La sentencia tuvo 4819 páginas. Los acusados del juicio fueron absueltos y Galeano fue arrojado a las llamas.
Un comunicado de prensa del tribunal dice: “Se pudo establecer, a raíz de las numerosas irregularidades comprobadas, que el señor juez instructor orientó su actuación a ‘construir’ una hipótesis incriminatoria, pretendiendo atender, de ese modo, las lógicas demandas de la sociedad, a la vez que satisfacer oscuros intereses de gobernantes inescrupulosos”. El tribunal hizo denuncias penales contra el expresidente Menem, el juez, los fiscales y otros funcionarios. Era 2004. Ya había pasado una década del atentado. Al año siguiente Galeano fue destituido. El fiscal Mullen no tuvo mejor suerte: en un nuevo juicio iniciado en 2015 sería absuelto de peculado, privación ilegal de la libertad y coacción, pero condenado por incumplimiento de los deberes del funcionario público por no haber denunciado a Galeano cuando apareció el video. Ahora espera que se resuelva su apelación. Galeano también espera por la suya.

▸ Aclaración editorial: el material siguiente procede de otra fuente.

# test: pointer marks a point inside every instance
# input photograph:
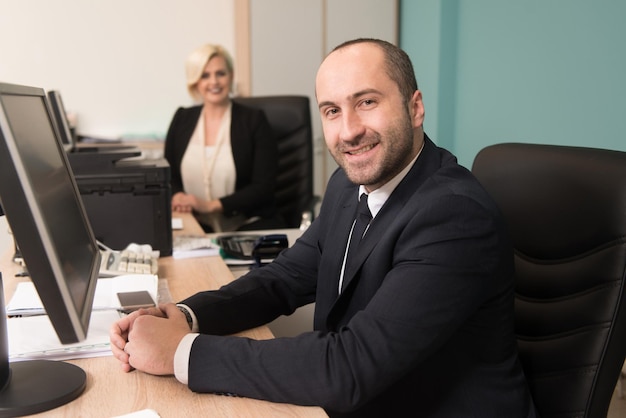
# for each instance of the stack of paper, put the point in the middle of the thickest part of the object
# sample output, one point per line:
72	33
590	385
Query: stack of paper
185	246
32	336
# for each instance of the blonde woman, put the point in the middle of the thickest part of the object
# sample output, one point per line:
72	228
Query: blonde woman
223	156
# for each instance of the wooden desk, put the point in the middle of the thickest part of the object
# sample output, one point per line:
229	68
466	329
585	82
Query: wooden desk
111	392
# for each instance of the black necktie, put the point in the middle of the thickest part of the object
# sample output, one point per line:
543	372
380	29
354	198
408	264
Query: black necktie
363	218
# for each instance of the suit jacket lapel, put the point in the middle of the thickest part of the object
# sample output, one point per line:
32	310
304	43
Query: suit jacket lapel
426	164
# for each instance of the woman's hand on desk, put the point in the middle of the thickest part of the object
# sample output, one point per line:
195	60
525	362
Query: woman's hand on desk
147	339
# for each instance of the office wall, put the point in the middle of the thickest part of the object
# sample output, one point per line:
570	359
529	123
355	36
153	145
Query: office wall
118	64
290	38
529	71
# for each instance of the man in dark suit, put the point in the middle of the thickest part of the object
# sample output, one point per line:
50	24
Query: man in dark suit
418	321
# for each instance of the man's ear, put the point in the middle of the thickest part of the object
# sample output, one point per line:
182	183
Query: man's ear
417	109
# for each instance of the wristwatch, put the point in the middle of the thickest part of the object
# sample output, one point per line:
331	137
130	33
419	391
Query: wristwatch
187	315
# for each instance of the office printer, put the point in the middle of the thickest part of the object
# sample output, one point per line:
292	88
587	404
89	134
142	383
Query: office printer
126	199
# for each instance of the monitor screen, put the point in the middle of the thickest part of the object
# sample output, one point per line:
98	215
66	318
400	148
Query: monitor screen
60	119
41	201
45	212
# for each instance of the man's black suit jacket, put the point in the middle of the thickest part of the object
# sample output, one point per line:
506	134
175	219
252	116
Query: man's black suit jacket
423	328
254	150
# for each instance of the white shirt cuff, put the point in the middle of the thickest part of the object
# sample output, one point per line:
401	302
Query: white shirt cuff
181	358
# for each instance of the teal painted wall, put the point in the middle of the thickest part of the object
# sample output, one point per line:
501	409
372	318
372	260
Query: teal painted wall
543	71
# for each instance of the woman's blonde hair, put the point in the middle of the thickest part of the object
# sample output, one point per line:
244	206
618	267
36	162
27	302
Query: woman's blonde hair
197	60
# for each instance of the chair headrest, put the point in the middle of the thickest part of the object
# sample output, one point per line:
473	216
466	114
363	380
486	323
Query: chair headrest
573	198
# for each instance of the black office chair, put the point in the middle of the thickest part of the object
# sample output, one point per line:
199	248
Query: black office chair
566	210
290	119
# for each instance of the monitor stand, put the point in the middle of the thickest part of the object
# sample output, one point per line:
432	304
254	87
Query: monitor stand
32	386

6 El año 2004 resultó también el de la creación de la fiscalía especial para el caso AMIA, encabezada por Nisman. Un fiscal que de a poco iba refinando su apariencia con un estilo muy american le daba otra mística al caso. Jaime Stiuso, un espía con buenos contactos entre sus colegas alrededor del mundo, lo acompañaría durante los próximos años.

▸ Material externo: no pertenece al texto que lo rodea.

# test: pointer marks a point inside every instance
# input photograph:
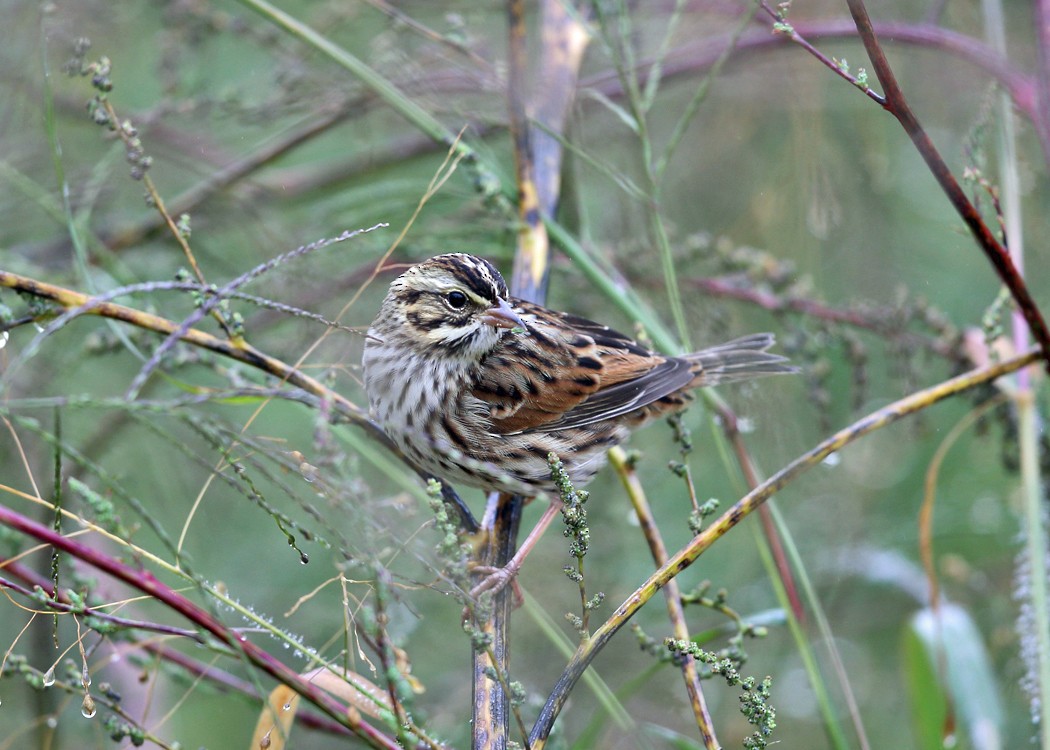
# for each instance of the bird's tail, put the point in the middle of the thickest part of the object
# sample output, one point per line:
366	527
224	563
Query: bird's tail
740	359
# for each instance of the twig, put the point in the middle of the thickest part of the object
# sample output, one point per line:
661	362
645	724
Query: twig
145	582
688	555
897	105
675	610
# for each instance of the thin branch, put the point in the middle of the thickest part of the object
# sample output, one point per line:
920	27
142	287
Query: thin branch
996	254
743	507
148	584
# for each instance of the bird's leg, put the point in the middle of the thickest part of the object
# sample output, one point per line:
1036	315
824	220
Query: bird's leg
497	578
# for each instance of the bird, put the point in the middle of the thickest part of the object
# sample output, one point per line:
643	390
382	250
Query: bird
479	388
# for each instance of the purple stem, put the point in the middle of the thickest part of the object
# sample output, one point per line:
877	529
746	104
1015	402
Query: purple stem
146	582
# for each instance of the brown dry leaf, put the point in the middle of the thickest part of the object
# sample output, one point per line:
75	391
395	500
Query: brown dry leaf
275	720
359	692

El paradigma anterior había caído: Galeano había caído, el sector de la SIDE que organizó el pago a Telleldín –Sala Patria– había caído, la pista de los policías había caído. Los errores habían llevado al Estado argentino a reconocer en un decreto su responsabilidad y a pedir perdón ante la OEA. Pero con Nisman y Stiuso empieza una nueva era: hay que atrapar de una vez por todas a los iraníes acusados por la Justicia argentina y se multiplican los viajes por el mundo, el lobby judicial y los contactos con Interpol.